Maça Eray Akyüz, Onuralp Bitim, Muhaymin Mustafa, Çağatay Afşar ve Ahmet Can Duran beşi ile başladık. Ancak karşılaşmanın başında bizi bir kabus bekliyordu. Oyuna hiç iyi başlayamadık. Sanırım Mısır takımını biraz hafife aldık ve bunun bedelini de çok ağır ödedik. Mısır, geçiş hücumlarında çok etkili oldu. Biz ise hücumda hiç organize olamadık. Denediğimiz atışların hemen hemen hepsi düzendışıydı ve Mısır’a istediği pozisyonları verdik. İlk beş dakikayı 15-2 önde tamamlayan takım Mısır oldu ve mola Millilerden geldi. Kabustan uyanmak için bir fırsattı bu mola. Ancak yine öyle olmadı. Fastbreakler, fastbreakler, fastbreakler… Mısır takımından Tarık Raafat bu çeyrekte potamıza tam 14 sayı bıraktı ve bizi çok zor durumlara soktu. Alınan ikinci molanın ardından hücumda biraz olsun toparlandık ancak savunmadaki sorunlarımız devam etti ve çeyreği 27-8 geride tamamladık.

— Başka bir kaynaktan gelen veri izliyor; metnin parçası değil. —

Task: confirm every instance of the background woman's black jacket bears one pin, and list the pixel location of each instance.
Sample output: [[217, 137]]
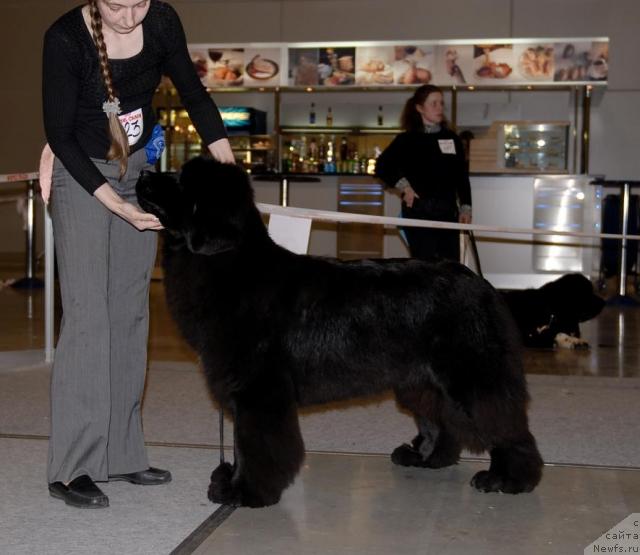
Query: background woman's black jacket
[[437, 178]]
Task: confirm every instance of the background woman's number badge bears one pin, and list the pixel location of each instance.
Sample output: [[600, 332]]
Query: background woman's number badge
[[133, 125], [447, 146]]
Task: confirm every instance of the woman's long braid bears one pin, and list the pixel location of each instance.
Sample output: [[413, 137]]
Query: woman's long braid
[[119, 149]]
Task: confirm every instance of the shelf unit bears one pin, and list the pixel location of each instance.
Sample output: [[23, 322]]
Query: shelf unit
[[167, 99]]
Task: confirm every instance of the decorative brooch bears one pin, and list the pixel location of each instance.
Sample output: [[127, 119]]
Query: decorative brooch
[[111, 107]]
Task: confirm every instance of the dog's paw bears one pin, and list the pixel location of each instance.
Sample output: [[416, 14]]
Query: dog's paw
[[487, 481], [565, 341], [221, 489], [405, 455]]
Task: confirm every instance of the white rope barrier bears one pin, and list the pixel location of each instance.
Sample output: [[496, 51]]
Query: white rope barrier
[[308, 213], [348, 217], [13, 177]]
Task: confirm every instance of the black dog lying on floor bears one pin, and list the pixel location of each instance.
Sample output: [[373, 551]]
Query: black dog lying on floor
[[276, 330], [550, 315]]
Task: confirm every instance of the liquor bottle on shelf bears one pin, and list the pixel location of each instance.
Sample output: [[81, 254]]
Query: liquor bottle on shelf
[[344, 149], [330, 161], [355, 163], [312, 114]]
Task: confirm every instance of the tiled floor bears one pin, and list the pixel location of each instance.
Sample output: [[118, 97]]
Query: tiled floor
[[614, 336], [356, 504]]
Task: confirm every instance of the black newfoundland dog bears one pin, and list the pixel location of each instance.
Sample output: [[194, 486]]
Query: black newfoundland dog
[[276, 330], [550, 315]]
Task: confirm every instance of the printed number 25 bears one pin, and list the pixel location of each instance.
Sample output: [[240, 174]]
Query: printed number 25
[[132, 129]]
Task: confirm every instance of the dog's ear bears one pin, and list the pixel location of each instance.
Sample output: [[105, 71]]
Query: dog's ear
[[222, 205], [161, 194]]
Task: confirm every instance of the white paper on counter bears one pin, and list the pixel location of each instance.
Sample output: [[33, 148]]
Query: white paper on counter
[[290, 233]]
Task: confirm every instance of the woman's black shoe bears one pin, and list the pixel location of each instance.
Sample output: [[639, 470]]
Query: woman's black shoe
[[81, 492], [150, 477]]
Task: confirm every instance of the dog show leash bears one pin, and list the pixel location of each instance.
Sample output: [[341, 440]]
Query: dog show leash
[[221, 416]]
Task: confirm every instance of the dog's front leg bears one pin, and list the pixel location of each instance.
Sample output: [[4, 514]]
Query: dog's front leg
[[268, 446]]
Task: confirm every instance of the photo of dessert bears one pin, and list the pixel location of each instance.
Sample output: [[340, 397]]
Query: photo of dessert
[[303, 67], [493, 61], [413, 64], [336, 66], [581, 61], [374, 66], [219, 67], [535, 61], [263, 67]]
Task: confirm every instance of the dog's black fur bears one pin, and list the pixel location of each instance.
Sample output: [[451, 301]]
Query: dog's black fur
[[276, 330], [557, 307]]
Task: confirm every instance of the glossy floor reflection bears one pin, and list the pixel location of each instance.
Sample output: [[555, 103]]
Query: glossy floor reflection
[[365, 505], [614, 337]]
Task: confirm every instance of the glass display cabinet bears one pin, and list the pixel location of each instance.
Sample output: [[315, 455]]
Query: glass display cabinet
[[534, 146]]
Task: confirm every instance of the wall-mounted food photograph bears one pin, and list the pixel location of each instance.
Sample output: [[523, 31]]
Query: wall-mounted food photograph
[[336, 66], [453, 64], [374, 65], [535, 62], [303, 67], [219, 67], [413, 64], [262, 67], [492, 62], [581, 61]]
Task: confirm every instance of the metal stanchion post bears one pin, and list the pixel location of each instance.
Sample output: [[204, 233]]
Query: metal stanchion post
[[49, 259], [625, 200], [284, 191], [622, 286], [30, 281]]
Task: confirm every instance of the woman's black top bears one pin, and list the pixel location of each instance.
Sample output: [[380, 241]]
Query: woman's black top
[[432, 163], [73, 90]]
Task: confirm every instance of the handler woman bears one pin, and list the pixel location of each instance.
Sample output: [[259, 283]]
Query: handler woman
[[427, 163], [102, 64]]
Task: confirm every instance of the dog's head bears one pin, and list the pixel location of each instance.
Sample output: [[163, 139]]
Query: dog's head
[[208, 205], [573, 295]]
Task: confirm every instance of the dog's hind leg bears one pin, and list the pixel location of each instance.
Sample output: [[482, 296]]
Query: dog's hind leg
[[516, 464], [268, 445], [434, 446]]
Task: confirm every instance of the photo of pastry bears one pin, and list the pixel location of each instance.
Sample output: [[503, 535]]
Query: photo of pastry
[[535, 61], [336, 66], [598, 61], [413, 64], [453, 64], [303, 66], [374, 65], [581, 61], [219, 67], [492, 61], [263, 67]]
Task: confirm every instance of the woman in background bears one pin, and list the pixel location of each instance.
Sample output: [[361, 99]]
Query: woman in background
[[427, 164], [101, 66]]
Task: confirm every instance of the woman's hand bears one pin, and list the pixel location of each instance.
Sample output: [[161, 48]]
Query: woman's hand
[[465, 214], [409, 195], [127, 211], [46, 172], [221, 151]]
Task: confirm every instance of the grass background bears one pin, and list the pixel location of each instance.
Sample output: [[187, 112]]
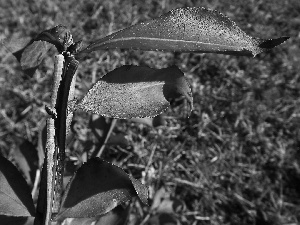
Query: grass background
[[235, 160]]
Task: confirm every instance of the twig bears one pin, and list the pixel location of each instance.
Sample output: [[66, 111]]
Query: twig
[[45, 200]]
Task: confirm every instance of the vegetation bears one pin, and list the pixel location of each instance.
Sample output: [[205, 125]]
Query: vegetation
[[235, 160]]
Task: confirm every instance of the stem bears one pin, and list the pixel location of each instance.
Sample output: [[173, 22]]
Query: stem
[[61, 123], [45, 200]]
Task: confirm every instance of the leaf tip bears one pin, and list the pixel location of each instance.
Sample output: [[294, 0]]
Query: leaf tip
[[271, 43]]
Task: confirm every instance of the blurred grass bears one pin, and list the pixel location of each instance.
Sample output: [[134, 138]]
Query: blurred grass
[[236, 160]]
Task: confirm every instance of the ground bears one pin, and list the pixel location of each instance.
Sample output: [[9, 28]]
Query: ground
[[234, 160]]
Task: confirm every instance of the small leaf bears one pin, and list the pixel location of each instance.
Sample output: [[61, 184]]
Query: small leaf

Maçın ikinci çeyreğine çok daha iyi başladığımızı söyleyebilirim. Özellikle hücumda bir karakter koymamız gerekiyordu. Nitekim de Anadolu Efes oyuncusu olan Yiğitcan Saybir ve Banvitli Erkin Şenel ile birlikte sayılar ürettik. Yakaladığımız 7-0’lık serinin ardından Mısır’ın molası geldi. Molanın ardından Mısır oyuna çok dengeli döndü. Oyunun kontrolünü tekrar ellerine aldılar. Biz ise sadece Berke Atar ile ayakta kaldık. Bu jenerasyonun önemli potansiyelleri arasında gösterilen Berke, ribaundlarındaki etkinliğinin yanında hücumda da bizi taşıdı ve sahaya karakter koydu. Dışarıdan da TOFAŞ oyuncusu olan Mert Konuk’u bulmamız, oyunu açmamızı sağladı ve farkı tek hanelere kadar indirmeyi başardık. Soyunma odasına 38-29 önde giden taraf Mısır oldu ancak kendimize yavaş yavaş gelmeye başlamıştık.
Beklenen atağı üçüncü çeyrek itibariyle yaptık aslında. İlk yarıda istediği oyunu sahaya yansıtamayan ve 9’da 1 ile mücadele eden Muhaymin, dışarıdan bulduğu üçlük ile takımımızı tamamen havaya soktu. Hemen ardından da Ragıp Berke Atar’ın basketfaulü ile farkı iyice azalttık. Ahmet Can Duran’ın hakkını vermek lazım. Berke’ye muazzam bir asist yaptı. Aynı şekilde ilk yarıda da Berke’ye çok iyi bir asist yapmıştı. Çağatay Afşar’ı da devreye sokan Milliler, skorda ilk kez öne geçmeyi başardı ve Mısır’ın molası geldi. Dakikalar ilerledikçe de oyunun kontrolü tamamen bizim elimize geldi. Mert Konuk, dışarıdan takımımızı taşıdı ve çaldığı toplarla fastbreaklerde etkili oldu. Periyodun son bölümünde de ritmini henüz bulamayan Onuralp Bitim’i devreye soktuk. Onuralp, son zamanlarda ciddi eleştirilere maruz kalmıştı. Ancak üçüncü çeyreğin son bölümünde ve dördüncü çeyreğin ilk bölümünde kendi oyununu sahaya yansıtmayı başardı.
Son çeyrekte ise oyunun kontrolünü elinde tutan Milliler, rakibinin yaklaşmasına izin vermedi. Zaman zaman bazı sorunlar yaşasak da sahada 71-61 galip ayrıldık ve turnuvaya galibiyet ile başladık. U17 Milliler, yarın yine saat 22.00’da Amerika Birleşik Devletleri ile karşı karşıya gelecek.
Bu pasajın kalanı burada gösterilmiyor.